The white paper, drafted by the university's school of public and environmental affairs, which is among the best ranked schools of its kind in the US, says that six years ago, 36.5 million Americans fell below the poverty line. By 2010, the number of people living in poverty rose to 46.2 million and continued to grow over the past year.
"The Great Recession has left behind the largest number of long-term unemployed people since records were first kept in 1948. More than 4 million Americans report that they have been unemployed for more than 12 months," said the report.
John Graham, dean of the school and one of the authors of the report, said that the numbers of "new poor" will continue to rise.
"One of the big surprises is that poverty in the United States is likely to continue to increase even as the economic recovery unfolds," said Graham. "The unique feature of the great recession is not just the high rate of unemployment, but the long duration of unemployment that millions of Americans have experienced. [For] a lot of these long-term unemployed, the job that they had won't exist when they go back in to the labour market."
http://www.guardian.co.uk/business/2...y-worse-report
Boutons...
Don't you get it? We do it too ourselves, and the rich get unequally more wealthy because they are smarter than the average consumer and voter. You can only blame others who want cheap goods. As Darrin said, "The standard of living of ALL classes has increased" and he is correct. The problem is the goods are cheaper allowing lower wages to buy more. That is why the decreasing real wealth as decreased relatively painlessly.
"The standard of living of ALL classes has increased"
really, any data?
what about 2M foreclosed homes in 2011, the 1M more due 2012, and the $Ts of lost net worth, lost jobs, lost pensions, and wealth lost by the 99% due to the Banksters Continuing Great Depression?
Cost-push food and gas prices, not factored in inflation, are "painlessly" more affordable?
A simple question: How does raising taxes on rich people increase the income of those in lower classes?
Perusing the thread, that seems to be what you are arguing, Boutons. Also, if we're talking "income" - raising the income tax on the rich does not reduce income, it simply means more goes to the government. If one guy makes $500,000, and 70% of that is taken by the government, his income is still $500,000 - correspondingly, if another person makes $50,000, and he is not taxed at all, his income is still 1/10 of his rich countryman.
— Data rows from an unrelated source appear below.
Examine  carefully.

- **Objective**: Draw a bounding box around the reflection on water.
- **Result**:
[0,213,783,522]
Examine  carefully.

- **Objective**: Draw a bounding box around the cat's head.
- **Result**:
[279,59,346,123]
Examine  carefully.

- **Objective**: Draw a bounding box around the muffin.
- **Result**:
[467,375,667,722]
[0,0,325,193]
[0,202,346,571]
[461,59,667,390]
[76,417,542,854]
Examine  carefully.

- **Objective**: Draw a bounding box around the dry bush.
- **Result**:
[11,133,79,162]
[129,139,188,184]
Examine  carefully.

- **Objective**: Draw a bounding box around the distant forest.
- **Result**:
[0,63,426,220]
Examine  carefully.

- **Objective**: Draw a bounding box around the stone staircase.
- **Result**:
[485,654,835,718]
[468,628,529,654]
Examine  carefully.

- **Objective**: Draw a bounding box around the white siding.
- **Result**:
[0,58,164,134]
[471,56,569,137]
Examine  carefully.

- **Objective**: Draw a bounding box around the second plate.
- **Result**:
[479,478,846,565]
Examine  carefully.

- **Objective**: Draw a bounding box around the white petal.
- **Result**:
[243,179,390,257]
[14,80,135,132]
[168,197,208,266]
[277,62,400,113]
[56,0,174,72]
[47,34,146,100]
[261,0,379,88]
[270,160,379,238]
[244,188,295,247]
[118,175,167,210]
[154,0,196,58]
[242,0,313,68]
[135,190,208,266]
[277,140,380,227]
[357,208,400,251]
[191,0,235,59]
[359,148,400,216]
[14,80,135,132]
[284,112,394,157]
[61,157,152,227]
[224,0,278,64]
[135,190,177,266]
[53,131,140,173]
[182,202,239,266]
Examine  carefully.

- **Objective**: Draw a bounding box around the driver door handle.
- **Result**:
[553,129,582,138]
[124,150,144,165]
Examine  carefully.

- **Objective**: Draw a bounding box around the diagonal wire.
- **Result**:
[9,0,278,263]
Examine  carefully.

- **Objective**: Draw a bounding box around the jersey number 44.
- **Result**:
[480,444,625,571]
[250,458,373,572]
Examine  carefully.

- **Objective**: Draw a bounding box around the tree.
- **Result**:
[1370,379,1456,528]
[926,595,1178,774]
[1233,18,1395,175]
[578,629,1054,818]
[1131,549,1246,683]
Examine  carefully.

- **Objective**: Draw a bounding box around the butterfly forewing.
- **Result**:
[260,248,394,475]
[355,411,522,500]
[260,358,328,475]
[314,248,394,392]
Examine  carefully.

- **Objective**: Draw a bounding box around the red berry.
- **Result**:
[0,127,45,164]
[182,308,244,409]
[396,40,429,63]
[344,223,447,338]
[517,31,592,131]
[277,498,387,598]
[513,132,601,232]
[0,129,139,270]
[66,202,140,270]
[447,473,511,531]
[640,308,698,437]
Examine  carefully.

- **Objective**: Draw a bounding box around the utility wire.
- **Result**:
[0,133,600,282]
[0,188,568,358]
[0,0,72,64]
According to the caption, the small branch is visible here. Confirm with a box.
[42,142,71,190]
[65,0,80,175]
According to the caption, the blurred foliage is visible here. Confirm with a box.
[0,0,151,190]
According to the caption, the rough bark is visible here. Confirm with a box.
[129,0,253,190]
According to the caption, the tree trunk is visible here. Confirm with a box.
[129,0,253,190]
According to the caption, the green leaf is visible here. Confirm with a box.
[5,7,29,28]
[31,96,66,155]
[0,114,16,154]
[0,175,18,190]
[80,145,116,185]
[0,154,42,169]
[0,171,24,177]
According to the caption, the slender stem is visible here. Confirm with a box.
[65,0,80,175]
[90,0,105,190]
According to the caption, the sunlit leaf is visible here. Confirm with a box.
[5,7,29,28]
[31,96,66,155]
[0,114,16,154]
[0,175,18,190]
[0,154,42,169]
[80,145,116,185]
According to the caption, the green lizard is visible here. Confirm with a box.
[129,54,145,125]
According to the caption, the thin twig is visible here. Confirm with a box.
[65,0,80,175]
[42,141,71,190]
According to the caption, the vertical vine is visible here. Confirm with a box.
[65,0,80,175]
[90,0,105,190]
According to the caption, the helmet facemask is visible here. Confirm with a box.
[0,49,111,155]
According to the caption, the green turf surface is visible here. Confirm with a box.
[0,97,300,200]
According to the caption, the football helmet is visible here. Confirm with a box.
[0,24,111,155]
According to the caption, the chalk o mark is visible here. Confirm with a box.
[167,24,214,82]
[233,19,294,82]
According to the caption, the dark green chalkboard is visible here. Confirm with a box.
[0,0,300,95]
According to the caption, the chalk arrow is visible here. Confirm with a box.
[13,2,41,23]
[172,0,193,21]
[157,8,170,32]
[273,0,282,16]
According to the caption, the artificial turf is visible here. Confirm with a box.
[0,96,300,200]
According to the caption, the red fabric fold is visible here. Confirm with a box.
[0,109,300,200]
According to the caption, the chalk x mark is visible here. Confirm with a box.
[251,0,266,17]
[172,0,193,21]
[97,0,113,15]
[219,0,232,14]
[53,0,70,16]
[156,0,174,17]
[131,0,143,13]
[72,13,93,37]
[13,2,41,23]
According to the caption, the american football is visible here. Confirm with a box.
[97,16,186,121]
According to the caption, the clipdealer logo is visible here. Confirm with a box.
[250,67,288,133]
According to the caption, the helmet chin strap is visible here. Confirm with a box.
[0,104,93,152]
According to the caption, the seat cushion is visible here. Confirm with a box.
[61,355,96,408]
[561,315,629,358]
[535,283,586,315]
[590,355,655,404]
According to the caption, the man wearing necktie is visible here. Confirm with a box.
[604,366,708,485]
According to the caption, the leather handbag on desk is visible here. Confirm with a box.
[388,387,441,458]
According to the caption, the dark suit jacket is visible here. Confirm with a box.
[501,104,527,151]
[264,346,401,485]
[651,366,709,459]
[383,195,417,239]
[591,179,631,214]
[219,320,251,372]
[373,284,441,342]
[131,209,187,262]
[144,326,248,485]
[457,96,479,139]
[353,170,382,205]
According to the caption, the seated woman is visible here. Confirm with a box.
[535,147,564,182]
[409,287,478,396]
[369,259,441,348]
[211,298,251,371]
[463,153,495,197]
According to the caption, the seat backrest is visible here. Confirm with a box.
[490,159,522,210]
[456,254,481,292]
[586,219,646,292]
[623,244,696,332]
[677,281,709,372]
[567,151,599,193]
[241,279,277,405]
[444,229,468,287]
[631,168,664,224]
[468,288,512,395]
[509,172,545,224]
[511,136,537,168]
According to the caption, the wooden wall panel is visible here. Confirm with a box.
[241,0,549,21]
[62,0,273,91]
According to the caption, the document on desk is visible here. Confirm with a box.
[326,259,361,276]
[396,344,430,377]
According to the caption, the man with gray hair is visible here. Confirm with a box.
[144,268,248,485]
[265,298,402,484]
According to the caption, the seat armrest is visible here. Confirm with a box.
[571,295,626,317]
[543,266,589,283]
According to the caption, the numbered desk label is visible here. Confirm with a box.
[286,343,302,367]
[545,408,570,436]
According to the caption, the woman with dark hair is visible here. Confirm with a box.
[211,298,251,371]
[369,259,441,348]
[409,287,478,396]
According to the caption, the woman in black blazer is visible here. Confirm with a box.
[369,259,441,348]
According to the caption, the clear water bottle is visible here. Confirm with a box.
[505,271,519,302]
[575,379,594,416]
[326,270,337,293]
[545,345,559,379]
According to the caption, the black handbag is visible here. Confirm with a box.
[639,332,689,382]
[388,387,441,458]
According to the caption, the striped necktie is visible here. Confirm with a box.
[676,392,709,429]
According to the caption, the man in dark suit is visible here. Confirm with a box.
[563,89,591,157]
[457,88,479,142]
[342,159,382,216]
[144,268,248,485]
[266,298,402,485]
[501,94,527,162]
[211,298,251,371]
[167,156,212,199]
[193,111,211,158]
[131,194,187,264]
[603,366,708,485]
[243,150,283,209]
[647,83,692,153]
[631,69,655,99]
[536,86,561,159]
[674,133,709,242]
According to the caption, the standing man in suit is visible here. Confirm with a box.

I would argue, that a guy who is making $500,000, who is then taxed at a much higher rate, is going to work harder, and make more income, to make up the difference, in order to maintain his standard of living. Thus, increasing the income disparity gap; if there is a corresponding slacking of the poor person, who has had his taxes decreased, because it is now easier to maintain his modest standard of living, then what you are arguing for could vary well increase the gap (and allow you to get even more shrill).
The bottom tax rate DROPPED from 15% to 10% under the Bush tax cuts; poor people saw actual dollars increase in their pockets, while making equal income - no change in income disparity, by your metrics, but a potentially significant uptick in actual cash available (relatively).
its about paying the lions share of the massive debt created by senseless wars.
and bailing out the rich. you do realize it was the rich we bailed, right?